Chapter 6 傾向スコア

傾向スコアは、コホート研究(横断研究)などで良く用いられる手法です。 コホート研究においても、暴露群と対照群を比較することがあります。 ランダム化比較試験と比べると、2群が必ずしも同じような属性を持っているとは限りません。 そのため、研究対象者の中から似たような人々をマッチングさせて、指定した属性が同じようになるようにサブセットを作ります。

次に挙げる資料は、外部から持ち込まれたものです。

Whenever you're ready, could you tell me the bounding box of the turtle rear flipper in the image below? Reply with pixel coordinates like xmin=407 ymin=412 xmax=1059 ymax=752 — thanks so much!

傾向スコアを求めるには、ロジステイック回帰を用います。

ln OR\(_y\) = \(\alpha\) + ln OR\(_1\) \(\times\) \(x_1\) + ln OR\(_2\) \(x_2\) + \(\cdots\)

対数の底は自然対数 \(e\)

OR \(_i\)

  • \(x_i\) が2値変数の時(ex. 男=0 or 女=1)、\(y\) の男に対する女のオッズ比。
  • \(x_i\) が連続変数の時、\(y\)\(x_i\) が1大きくなる時のオッズ比。

OR\(_y\) は、アウトカムの発生オッズ比

ln OR\(_y\) を傾向スコアとします。 このため、傾向スコアは0から1の間の数値をとります。

6.1 傾向スコアの進め方

  1. 通常通りに2群を比較
  2. 指定した説明変数で傾向スコアを計算
  3. 傾向スコアが近いもの同士をマッチング
  4. マッチングで作成された2群の2で使わなかった説明変数を比較

また、ここでできた2群を、通常通り統計解析することも可能です。

6.2 論文 Masaki S and Kawamoto T (2019)

傾向スコアを使用した論文に、以下のものがあります。

Masaki S & Kawamoto T (2019) Comparison of long-term outcomes between enteral nutrition via gastrostomy and total parenteral nutrition in older persons with dysphagia: A propensity-matched cohort study. PLoS One, 14(10), e0217120.

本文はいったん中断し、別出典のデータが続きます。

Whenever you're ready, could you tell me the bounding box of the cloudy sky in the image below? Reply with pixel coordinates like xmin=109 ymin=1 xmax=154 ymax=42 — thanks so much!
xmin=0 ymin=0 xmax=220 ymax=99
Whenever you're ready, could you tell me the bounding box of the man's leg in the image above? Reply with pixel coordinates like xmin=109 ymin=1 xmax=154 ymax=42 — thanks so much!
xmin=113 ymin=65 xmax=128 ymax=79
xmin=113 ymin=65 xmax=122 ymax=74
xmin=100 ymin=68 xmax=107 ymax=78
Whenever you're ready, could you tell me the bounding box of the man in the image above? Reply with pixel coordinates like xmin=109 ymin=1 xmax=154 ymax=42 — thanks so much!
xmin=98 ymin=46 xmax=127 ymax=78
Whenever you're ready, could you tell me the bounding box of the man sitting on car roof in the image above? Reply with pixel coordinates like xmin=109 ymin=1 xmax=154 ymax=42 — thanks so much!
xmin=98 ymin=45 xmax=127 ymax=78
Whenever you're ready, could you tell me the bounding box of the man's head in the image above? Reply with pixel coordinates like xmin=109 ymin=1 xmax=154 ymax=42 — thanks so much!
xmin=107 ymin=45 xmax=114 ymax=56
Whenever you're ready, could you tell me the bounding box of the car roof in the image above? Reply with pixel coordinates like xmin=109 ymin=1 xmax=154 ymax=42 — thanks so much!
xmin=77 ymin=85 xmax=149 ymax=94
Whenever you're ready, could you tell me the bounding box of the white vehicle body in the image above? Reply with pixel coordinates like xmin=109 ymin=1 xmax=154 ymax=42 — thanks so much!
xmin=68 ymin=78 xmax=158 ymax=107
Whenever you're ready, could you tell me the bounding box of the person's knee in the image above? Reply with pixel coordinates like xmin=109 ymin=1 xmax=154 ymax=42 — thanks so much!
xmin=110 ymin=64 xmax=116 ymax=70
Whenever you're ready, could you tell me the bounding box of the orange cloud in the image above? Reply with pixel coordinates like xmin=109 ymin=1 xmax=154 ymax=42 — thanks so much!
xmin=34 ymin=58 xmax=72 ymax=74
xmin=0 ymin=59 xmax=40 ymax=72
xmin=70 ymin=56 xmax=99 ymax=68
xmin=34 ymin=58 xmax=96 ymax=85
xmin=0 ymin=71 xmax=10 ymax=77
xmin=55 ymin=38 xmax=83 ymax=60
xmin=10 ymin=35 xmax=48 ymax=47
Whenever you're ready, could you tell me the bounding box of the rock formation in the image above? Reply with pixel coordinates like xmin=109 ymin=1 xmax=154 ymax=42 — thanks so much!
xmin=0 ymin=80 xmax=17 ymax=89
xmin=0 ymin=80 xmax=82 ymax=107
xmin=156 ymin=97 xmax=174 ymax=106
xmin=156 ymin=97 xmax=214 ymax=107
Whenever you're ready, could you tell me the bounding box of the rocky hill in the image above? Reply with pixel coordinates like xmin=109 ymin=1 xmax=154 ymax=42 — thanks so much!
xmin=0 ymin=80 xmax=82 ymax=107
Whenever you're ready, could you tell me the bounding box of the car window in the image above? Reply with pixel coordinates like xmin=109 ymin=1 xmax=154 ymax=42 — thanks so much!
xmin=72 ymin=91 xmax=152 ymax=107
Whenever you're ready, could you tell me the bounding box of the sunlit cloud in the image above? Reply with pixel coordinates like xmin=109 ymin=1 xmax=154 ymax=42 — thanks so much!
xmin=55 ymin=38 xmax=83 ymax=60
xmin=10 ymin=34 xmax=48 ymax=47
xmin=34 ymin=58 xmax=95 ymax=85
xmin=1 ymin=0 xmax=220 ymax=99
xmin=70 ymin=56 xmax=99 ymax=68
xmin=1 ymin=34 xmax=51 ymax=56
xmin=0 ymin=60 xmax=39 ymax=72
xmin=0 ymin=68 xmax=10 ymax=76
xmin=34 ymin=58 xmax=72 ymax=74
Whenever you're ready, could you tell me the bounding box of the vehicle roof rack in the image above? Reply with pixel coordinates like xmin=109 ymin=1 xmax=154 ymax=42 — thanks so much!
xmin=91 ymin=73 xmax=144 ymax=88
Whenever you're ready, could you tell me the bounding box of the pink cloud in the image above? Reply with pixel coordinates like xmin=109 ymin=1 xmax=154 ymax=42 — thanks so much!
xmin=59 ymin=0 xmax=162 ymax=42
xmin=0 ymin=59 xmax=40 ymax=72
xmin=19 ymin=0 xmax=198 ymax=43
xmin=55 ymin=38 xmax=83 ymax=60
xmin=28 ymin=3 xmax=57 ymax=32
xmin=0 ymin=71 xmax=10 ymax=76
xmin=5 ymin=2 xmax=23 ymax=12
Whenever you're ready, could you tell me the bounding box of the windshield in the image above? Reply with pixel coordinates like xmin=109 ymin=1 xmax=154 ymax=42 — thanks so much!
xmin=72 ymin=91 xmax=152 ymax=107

嚥下障害のある高齢者における人工栄養では、経皮的内視鏡下胃瘻造設術(PEG)が代表的です。しかしながら、日本では近年PEGが不要な延命と見なされていることもあり、(TPN)が不適切に選択されることもあります。そこで、PEGまたはTPNを受けた高齢嚥下障害患者の生存期間などを調査しました。その際に、アウトカム以外の評価項目を用いて1対1の傾向スコアマッチングをいました。

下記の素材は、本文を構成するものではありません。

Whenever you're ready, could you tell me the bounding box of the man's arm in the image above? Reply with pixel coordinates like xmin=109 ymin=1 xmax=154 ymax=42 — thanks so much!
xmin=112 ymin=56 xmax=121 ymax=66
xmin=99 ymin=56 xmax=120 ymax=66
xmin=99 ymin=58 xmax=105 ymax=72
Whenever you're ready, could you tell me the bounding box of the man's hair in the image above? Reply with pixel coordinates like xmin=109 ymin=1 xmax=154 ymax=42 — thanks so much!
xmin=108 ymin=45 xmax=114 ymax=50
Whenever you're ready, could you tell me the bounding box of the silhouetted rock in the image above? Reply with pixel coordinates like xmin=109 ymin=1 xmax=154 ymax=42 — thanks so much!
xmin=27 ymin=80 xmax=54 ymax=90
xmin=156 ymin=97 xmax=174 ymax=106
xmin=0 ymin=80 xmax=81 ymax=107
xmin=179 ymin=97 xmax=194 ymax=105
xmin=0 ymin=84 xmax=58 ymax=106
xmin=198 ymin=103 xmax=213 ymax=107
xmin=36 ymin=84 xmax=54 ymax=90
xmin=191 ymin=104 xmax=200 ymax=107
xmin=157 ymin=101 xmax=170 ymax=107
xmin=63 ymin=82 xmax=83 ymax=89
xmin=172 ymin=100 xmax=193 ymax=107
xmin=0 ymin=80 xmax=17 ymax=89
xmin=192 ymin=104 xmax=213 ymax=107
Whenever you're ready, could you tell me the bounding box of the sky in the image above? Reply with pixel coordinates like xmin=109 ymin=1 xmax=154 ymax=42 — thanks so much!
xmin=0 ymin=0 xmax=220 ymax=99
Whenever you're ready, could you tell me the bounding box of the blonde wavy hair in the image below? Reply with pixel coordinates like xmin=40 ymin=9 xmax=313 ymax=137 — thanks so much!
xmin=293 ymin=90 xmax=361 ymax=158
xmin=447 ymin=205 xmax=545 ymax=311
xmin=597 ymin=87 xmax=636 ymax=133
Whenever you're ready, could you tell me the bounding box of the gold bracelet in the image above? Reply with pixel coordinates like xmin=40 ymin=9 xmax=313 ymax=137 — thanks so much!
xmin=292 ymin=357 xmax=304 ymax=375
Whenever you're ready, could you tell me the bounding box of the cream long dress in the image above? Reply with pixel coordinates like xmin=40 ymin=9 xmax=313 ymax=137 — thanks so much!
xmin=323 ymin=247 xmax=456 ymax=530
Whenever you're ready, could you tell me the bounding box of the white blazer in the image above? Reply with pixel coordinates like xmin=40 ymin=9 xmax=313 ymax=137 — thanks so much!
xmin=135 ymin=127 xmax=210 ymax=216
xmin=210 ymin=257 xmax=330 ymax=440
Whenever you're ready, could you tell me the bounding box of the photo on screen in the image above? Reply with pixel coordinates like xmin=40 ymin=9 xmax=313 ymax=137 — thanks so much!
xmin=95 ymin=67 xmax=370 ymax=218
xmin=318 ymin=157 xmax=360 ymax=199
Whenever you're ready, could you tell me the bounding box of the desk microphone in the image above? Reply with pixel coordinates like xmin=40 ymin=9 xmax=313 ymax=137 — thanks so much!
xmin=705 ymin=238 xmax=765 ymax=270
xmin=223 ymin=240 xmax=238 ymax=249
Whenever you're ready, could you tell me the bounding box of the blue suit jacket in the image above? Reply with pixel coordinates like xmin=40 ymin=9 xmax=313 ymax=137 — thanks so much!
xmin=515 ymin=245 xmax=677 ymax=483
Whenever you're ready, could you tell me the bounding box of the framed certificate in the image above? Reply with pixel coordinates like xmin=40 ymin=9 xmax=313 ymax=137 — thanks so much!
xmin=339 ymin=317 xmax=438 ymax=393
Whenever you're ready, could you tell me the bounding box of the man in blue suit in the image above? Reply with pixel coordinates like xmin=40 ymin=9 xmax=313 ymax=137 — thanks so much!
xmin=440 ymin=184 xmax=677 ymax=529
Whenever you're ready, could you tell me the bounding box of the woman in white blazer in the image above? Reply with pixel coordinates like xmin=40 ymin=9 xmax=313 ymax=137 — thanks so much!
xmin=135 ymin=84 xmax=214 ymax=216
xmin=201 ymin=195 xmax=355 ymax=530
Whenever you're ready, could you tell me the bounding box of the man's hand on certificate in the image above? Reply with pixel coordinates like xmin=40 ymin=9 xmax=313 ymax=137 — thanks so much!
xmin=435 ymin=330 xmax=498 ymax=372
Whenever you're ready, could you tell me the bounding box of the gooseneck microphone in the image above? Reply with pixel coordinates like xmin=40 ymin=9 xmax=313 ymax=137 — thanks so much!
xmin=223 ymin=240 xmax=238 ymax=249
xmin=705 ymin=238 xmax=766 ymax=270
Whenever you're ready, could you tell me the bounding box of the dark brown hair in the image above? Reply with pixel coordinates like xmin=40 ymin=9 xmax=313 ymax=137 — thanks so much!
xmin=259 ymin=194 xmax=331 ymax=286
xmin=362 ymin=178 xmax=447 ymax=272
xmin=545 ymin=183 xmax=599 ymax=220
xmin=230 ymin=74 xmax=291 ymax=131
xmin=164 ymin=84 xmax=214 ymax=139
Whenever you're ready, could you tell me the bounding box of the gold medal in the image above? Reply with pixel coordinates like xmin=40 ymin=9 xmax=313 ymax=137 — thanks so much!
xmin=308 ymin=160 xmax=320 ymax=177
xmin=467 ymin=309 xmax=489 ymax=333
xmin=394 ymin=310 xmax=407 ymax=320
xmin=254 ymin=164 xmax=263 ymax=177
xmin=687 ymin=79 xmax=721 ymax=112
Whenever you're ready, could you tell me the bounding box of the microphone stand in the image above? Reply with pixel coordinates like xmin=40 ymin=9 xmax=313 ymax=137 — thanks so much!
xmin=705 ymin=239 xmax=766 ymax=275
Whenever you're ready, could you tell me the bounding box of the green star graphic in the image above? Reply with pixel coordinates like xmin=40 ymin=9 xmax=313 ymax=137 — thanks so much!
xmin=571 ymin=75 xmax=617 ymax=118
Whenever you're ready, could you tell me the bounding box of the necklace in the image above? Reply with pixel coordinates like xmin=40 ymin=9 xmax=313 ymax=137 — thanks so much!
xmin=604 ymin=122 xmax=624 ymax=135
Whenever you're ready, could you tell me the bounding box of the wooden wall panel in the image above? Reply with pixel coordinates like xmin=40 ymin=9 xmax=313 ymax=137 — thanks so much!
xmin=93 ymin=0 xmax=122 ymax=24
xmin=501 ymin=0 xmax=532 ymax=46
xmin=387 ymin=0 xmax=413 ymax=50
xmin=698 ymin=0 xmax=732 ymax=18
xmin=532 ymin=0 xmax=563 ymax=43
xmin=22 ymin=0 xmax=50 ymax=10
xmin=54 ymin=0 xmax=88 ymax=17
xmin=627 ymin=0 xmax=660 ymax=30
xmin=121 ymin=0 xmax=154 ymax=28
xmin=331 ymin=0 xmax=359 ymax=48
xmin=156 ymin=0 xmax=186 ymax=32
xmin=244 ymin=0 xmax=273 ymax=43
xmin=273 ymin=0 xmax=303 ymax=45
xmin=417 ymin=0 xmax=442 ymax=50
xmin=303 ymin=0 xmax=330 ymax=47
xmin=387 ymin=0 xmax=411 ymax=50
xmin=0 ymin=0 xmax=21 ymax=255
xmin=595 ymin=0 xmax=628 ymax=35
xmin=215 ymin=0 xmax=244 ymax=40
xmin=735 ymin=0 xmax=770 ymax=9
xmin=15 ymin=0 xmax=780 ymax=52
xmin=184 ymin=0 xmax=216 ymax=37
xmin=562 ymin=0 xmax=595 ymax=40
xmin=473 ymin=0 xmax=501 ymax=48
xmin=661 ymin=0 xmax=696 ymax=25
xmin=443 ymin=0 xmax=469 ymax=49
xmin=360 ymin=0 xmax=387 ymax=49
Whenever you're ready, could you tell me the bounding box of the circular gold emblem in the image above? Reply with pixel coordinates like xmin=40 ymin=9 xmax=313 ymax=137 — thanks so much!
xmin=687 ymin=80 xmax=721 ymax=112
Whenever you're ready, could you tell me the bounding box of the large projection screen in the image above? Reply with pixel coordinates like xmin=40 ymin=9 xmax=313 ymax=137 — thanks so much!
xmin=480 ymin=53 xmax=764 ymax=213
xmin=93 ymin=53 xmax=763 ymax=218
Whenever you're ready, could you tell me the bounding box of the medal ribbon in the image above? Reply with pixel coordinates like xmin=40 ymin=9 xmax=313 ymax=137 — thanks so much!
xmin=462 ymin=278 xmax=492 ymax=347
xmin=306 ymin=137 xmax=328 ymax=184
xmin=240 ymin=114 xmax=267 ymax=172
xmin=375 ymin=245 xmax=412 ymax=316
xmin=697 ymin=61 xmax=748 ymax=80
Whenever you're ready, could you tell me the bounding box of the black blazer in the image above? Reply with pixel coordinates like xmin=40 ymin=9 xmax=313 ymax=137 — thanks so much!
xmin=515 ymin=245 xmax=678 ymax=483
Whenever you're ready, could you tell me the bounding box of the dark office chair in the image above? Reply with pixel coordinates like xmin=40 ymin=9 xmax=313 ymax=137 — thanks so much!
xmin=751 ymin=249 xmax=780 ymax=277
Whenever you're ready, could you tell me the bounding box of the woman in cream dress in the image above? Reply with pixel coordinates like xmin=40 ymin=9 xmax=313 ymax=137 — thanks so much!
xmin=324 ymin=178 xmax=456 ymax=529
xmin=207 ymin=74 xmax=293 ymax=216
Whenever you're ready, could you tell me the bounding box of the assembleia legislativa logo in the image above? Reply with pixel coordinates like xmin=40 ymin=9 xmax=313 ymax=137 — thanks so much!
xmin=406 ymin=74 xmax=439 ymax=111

PEG(n=180)またはTPN(n=73)を受けた253名の患者を確認し、傾向スコアマッチングにより55組が作成されました。生存期間はPEG群のほうが有意に長い結果となりました(中央値、317日対195日、P = 0.017)。PEG群の方が重症肺炎 (pneumonia) の発生率が高く、逆にTPN群の方が敗血症 (sepsis) の発生率が低かった結果となりました。

この研究でもRが使われているようですが、今回は論文で使われているのとは違うパッケージを使用します。論文のサイトからデータがダウンロードできるようになっています。では、データをダウンロード、解凍した後、以下のコードでデータを読み込んでみましょう。

6.3 xlsx データの読み込み

PLoS ONE のサイトから、以下の記述を見つけてください。 ここから、データをダウンロードすることができます。

Data Availability: All relevant data are available from the Dryad Repository (DOI:10.5061/dryad.gg407h1).

ダウンロードし、zip を解凍してからファイルを読み込みます。

library(readxl)
dfPropensityScore <- read_excel("Dataset_PEG_TPN_Dryad.xlsx")

ファイルパスは、ここでは書いていません。 もしうまく読み込めなかったら、フルパスを書いてみてください。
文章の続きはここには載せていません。